Le cimetière des bateaux sans nom, de Arturo Pérez-Reverte

Publié le par Emmanuelle Caminade

Le cimetière des bateaux sans nom, de Arturo Pérez-Reverte

J'avais découvert le célèbre et prolifique écrivain espagnol Arturo Pérez-Reverte en 2008 à l'occasion de la sortie en poche du magnifique Peintre de batailles, achetant dans la foulée Le cimetière des bateaux sans nom. Et, retrouvant dans ma bibliothèque ce gros roman, je m'y suis plongée avec délice et avidité.

Il faut immédiatement en oublier le titre français (1) qui, même s'il reprend celui du dernier chapitre, s'avère un non-sens et une trahison. L'auteur a en effet choisi d'intituler son ouvrage La carta esférica ("la carte sphérique") car toutes les aventures de ce thriller maritime à arrière-plan historique partent de cette carte.

"Une carte marine est bien plus qu'un instrument indispensable pour aller d'un point à un autre, c'est une gravure, une page d'histoire, parfois un roman d'aventures."(Jacques Dupuet, Marin)

Avant que nous entrions dans le vif du récit, Arturo Pérez-Reverte a tenu à placer la signifiante citation ci-dessus en exergue, suivie d'une reproduction en double page de la carte sphérique (2) de l'atlas des côtes d'Espagne d'Ignacio Urrutia datant de 1751 qui s'avère le nœud de son intrigue - et qu'il a lui-même acquise lors d'une vente aux enchères (3).

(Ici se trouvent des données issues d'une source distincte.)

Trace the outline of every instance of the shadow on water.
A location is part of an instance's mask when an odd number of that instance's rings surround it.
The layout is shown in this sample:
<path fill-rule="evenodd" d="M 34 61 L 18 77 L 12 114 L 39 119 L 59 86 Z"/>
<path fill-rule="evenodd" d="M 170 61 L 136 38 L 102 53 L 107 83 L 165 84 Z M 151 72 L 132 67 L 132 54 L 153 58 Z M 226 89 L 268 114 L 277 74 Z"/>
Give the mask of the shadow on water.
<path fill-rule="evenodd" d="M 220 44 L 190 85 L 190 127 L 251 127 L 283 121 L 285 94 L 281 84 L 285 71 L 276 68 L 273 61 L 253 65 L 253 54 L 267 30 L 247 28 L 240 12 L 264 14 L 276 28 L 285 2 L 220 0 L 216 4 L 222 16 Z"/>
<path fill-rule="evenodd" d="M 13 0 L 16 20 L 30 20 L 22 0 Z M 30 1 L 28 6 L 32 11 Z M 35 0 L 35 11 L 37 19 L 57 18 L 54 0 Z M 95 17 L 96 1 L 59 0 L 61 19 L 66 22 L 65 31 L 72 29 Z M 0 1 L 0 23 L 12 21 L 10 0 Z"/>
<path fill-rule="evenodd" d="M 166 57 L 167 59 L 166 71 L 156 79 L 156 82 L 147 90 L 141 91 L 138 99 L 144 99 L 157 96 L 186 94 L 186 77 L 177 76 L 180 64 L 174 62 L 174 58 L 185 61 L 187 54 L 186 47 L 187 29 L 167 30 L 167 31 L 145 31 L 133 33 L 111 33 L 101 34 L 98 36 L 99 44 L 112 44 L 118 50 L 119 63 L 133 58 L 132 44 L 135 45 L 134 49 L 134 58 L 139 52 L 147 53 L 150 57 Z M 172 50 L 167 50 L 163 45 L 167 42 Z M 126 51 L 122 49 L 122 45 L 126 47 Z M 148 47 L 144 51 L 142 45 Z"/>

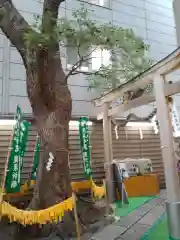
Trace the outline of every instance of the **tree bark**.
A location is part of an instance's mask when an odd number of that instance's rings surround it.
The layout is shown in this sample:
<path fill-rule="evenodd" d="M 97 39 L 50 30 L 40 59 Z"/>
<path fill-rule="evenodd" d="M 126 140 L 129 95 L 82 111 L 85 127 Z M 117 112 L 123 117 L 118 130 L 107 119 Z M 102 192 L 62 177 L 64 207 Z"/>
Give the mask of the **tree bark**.
<path fill-rule="evenodd" d="M 36 61 L 27 67 L 27 90 L 42 146 L 39 207 L 46 208 L 71 195 L 68 136 L 72 99 L 59 53 L 39 50 L 35 54 Z M 47 170 L 51 155 L 53 163 Z M 32 207 L 37 208 L 36 204 Z"/>
<path fill-rule="evenodd" d="M 44 33 L 48 33 L 56 25 L 61 2 L 64 0 L 44 1 Z M 52 14 L 53 20 L 47 24 L 48 12 Z M 50 49 L 27 49 L 24 34 L 30 26 L 11 0 L 0 0 L 0 28 L 21 54 L 26 68 L 27 93 L 42 146 L 39 186 L 36 187 L 32 207 L 45 208 L 71 195 L 68 124 L 71 119 L 72 99 L 61 64 L 59 43 L 55 42 Z M 50 170 L 47 170 L 50 153 L 54 159 Z"/>

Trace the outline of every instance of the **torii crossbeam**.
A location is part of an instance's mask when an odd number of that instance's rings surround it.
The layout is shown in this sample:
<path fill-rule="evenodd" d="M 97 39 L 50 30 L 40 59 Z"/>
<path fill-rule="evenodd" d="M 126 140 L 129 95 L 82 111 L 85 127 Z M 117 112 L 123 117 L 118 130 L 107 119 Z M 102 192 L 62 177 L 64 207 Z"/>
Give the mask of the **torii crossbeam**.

Comparant l'écrivain à un cartographe, il nous dit même via son narrateur dans les dernières pages de son livre que relater les aventures de ses héros ressemble un peu à la projection cartographique Mercator nous donnant une représentation plane d'une sphère. Et son roman, se terminant par une carte marine récente de la même côte méditerranéenne autour de Carthagène, est ainsi encadré par deux cartes témoignant des deux époques différentes entre lesquelles il va nous faire naviguer.

1) Sans doute imposé par l'éditeur qui a dû juger le titre original trop technique et peu accrocheur, lui préférant le beau titre symbolique du dernier chapitre n'éclairant en rien cette histoire ni le destin de son héros. L'éditeur anglais a, lui, résolu le problème sans trahir l'auteur avec The Nautical Chart (la carte marine)

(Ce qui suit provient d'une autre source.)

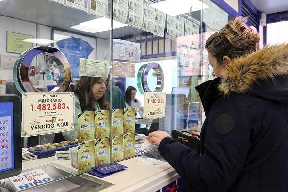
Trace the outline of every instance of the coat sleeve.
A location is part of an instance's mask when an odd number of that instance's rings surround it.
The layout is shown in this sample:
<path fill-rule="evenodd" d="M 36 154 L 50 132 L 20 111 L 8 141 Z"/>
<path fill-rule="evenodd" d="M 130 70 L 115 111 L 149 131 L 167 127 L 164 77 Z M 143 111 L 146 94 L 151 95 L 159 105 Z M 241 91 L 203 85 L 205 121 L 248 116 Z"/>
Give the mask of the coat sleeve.
<path fill-rule="evenodd" d="M 247 105 L 241 100 L 220 100 L 202 128 L 202 155 L 169 137 L 159 146 L 179 175 L 201 192 L 227 191 L 240 174 L 251 145 L 252 117 Z"/>

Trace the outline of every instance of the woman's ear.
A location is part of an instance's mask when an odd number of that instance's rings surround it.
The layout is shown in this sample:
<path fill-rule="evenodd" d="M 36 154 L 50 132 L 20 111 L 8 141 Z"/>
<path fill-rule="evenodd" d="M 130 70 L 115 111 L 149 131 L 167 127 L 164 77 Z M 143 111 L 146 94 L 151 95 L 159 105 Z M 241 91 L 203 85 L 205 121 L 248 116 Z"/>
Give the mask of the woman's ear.
<path fill-rule="evenodd" d="M 222 59 L 223 59 L 223 61 L 225 62 L 229 62 L 231 60 L 230 57 L 226 55 L 224 56 L 223 57 L 222 57 Z"/>

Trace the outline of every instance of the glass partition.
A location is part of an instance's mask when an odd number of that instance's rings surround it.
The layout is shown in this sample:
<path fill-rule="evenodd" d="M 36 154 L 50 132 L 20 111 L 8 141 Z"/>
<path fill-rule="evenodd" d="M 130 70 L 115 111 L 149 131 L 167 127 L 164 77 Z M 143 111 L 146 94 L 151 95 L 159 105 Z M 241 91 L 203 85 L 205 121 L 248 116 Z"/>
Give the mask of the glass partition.
<path fill-rule="evenodd" d="M 13 84 L 16 58 L 39 45 L 65 55 L 73 83 L 80 78 L 80 58 L 106 61 L 111 125 L 113 110 L 118 108 L 112 107 L 118 96 L 113 87 L 125 94 L 132 86 L 144 108 L 136 110 L 136 134 L 199 132 L 205 117 L 194 87 L 213 78 L 205 39 L 231 18 L 209 0 L 4 0 L 0 2 L 0 77 Z M 59 80 L 59 66 L 52 60 L 45 55 L 33 60 L 28 76 L 35 86 L 45 87 L 40 91 L 49 91 L 48 85 Z M 148 65 L 151 69 L 144 71 Z M 147 113 L 151 107 L 146 92 L 166 93 L 160 98 L 165 102 L 165 109 L 160 107 L 165 116 Z M 111 134 L 111 139 L 113 136 L 118 135 Z"/>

2) Le terme "carte sphérique" désignant une carte plane en deux dimensions tentant de représenter les mers et les terres en partant d'une forme sphérique selon la projection cylindrique Mercator instaurée au XVIème

3) "Je savais que j'écrirais ce livre un jour, mais j'attendais qu'il vienne à moi. C'est arrivé lors d'une vente aux enchères, à Barcelone, où je me suis battu pour remporter à prix d'or une carte maritime du XVIIIe siècle. En sortant, j'ai réalisé que je venais d'écrire le premier chapitre de mon roman." (ici)

La carte sphérique est l'histoire d'un marin expérimenté d'une quarantaine d'années, timide et rêveur mais aussi impulsif et chevaleresque qui, contraint de quitter la mer et ce monde d'hommes où il était dans son élément, se retrouve désemparé à terre. Séduit alors par une femme ensorcelante qui le mènera en bateau au sens propre comme au sens figuré, il va être entraîné dans un monde dangereux où il ne sait pas naviguer, tout en étant rendu à lui-même, c'est à dire à la mer.

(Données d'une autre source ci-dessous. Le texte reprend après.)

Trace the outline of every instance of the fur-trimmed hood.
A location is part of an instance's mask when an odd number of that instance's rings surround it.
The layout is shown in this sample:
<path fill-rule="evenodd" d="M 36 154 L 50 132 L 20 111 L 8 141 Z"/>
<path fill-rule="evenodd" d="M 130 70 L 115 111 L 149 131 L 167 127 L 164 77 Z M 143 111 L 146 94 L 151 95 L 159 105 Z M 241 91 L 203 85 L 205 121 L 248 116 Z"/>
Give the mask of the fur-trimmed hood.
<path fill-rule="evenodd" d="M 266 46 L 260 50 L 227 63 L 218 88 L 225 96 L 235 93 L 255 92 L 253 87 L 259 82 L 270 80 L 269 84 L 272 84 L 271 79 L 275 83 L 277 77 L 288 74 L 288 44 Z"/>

Officier de la marine marchande suspendu pour deux ans suite à une erreur qui ne lui était qu'en partie imputable, Manuel Coy se retrouve désoeuvré et sans ressources à Barcelone. Banni de la mer, il ne lui reste, outre ses souvenirs encore vifs de marin, que toute cette littérature maritime ayant nourri son imaginaire. Pour tuer le temps, il se rend à une vente aux enchères d'objets nautiques, assistant à un affrontement acharné, enragé, entre un homme inquiétant aux yeux vairons et une jeune femme blonde résolue qui remportera l'enchère, acquérant cet atlas d'Urrutia objet de leur convoitise. Intrigué par l'intérêt suscité par ces cartes sphériques du XVIIIème et fasciné par cette femme énigmatique dont il a à peine entrevu le visage couvert de taches de rousseur, il va la suivre et s'immiscer dans sa vie. Et elle finira par l'employer à son service pour partir à la recherche du Dei Gloria, un brigantin affrété à la Havane par la Compagnie de Jésus qui, faisant route vers Valence avant l'expulsion des jésuites d'Espagne par Charles III, fut coulé au large de Carthagène par un corsaire, le seul pilotin survivant ayant curieusement disparu après son interrogatoire.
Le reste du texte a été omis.